Tuesday, 2 June 2015

What the world survives on?

After two years of rigorous military training, I was ready to join the force. ‘Ready’ would be an ironical word to describe my situation at that moment because during those two years my interest in the armed forces had actually declined. Had it not been for the undying love of my nation, I would have left it and headed home.

“Ah, Sullivan! I see you’re a man now.” shouted Uncle Edward peeking over the newspaper which he was devouring for breakfast.
“Yeah, kind of.” I smiled.

Uncle Edward was a wise man (or at least it appeared so) because I’d always seen him leaning over books and willing to learn everything the world had to offer. After the death of my parents, Uncle Edward was only person I felt alive with. Uncle Edward and I are not related by blood as they say, but chuck it, it’s all red, isn’t it? For the secrets of love and relations lie deep inside the one who pumps this red, transient fluid.
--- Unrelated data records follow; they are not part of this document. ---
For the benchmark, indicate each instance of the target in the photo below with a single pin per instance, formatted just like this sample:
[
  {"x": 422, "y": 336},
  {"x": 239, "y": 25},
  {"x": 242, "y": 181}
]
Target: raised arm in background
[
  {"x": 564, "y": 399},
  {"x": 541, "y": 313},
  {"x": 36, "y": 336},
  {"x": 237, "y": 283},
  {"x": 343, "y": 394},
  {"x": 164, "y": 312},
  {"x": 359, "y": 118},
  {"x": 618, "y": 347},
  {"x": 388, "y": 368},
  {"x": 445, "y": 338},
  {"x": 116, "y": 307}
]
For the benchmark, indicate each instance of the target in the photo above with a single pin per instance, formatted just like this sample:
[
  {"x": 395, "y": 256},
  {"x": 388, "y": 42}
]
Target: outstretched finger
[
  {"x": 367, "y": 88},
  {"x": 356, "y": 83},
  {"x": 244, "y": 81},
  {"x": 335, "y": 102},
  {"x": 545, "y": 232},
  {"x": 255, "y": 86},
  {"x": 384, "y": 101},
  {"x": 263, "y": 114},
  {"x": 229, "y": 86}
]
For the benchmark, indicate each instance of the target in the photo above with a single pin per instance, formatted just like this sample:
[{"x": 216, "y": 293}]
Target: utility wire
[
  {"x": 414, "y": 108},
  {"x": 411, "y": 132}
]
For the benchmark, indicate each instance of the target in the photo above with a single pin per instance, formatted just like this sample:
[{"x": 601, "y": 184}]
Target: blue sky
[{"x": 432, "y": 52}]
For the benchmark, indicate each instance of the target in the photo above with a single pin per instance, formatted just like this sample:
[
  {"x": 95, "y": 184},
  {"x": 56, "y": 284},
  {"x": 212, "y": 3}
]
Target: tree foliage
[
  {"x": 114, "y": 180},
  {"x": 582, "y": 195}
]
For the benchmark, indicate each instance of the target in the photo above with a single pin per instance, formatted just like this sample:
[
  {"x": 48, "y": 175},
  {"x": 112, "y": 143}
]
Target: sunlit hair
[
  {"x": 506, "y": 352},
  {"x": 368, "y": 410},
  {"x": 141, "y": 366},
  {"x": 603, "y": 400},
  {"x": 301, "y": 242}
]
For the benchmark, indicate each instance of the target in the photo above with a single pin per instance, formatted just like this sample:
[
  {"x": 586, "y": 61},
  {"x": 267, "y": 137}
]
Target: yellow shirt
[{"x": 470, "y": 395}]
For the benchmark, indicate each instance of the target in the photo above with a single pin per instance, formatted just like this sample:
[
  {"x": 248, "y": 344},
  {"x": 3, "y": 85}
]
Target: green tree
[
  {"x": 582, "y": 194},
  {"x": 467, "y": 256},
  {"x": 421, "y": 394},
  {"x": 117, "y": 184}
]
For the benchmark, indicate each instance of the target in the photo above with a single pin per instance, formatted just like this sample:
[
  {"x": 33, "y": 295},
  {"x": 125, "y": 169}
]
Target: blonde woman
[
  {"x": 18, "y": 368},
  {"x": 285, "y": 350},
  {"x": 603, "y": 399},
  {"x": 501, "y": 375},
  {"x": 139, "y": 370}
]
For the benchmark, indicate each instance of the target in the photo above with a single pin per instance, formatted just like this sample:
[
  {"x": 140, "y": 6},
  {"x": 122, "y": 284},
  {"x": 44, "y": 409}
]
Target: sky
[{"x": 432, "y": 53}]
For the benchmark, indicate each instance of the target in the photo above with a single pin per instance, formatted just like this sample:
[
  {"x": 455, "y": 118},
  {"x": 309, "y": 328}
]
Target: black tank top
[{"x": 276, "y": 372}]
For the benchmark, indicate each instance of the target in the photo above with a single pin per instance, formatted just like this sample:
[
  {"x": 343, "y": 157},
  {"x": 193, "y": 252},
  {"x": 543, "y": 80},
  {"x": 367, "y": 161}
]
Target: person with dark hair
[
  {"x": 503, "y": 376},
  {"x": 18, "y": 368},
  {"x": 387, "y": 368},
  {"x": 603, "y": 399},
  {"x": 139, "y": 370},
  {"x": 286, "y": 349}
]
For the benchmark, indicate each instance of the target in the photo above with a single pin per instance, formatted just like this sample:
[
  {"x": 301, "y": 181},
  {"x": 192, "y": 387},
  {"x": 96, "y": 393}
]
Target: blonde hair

“I hear you’re going on a mission to Afghanistan. After two long years you’re going into hiding again, for an undefined period this time. I mean, come on man! We don’t have such good neighbors around these days.” Uncle Edward joked.
“A good neighbor, huh? Is that what I’ve depreciated to in these two years?”
“Come on, son. Have you lost your sense of humor?”
“Yeah, maybe. But to tell you the truth, I don’t want to go on the mission either.”
“And why is that?” Edward exclaimed.
“That’s because I’ve seen enough. I mean what is the world up to? Brothers killing each other, innocents being murdered and murderers roaming around like filthy hounds. Do you know Uncle what this world survives on?”
“Money. It survives on money.” I replied with disgust.
“Well, kid, I guess you’ve had your share of disappointments but nature has its own subtle ways of teaching us. You’ll learn it someday.”
“Learn what?”
“What the world survives on.”

A year passed and the tension in Afghanistan intensified. We had confrontations with the terrorist groups almost every day. I saw tens of dead bodies daily, of soldiers, civilians and terrorists.

I saw the funeral procession of a lady one day. A child ran after it.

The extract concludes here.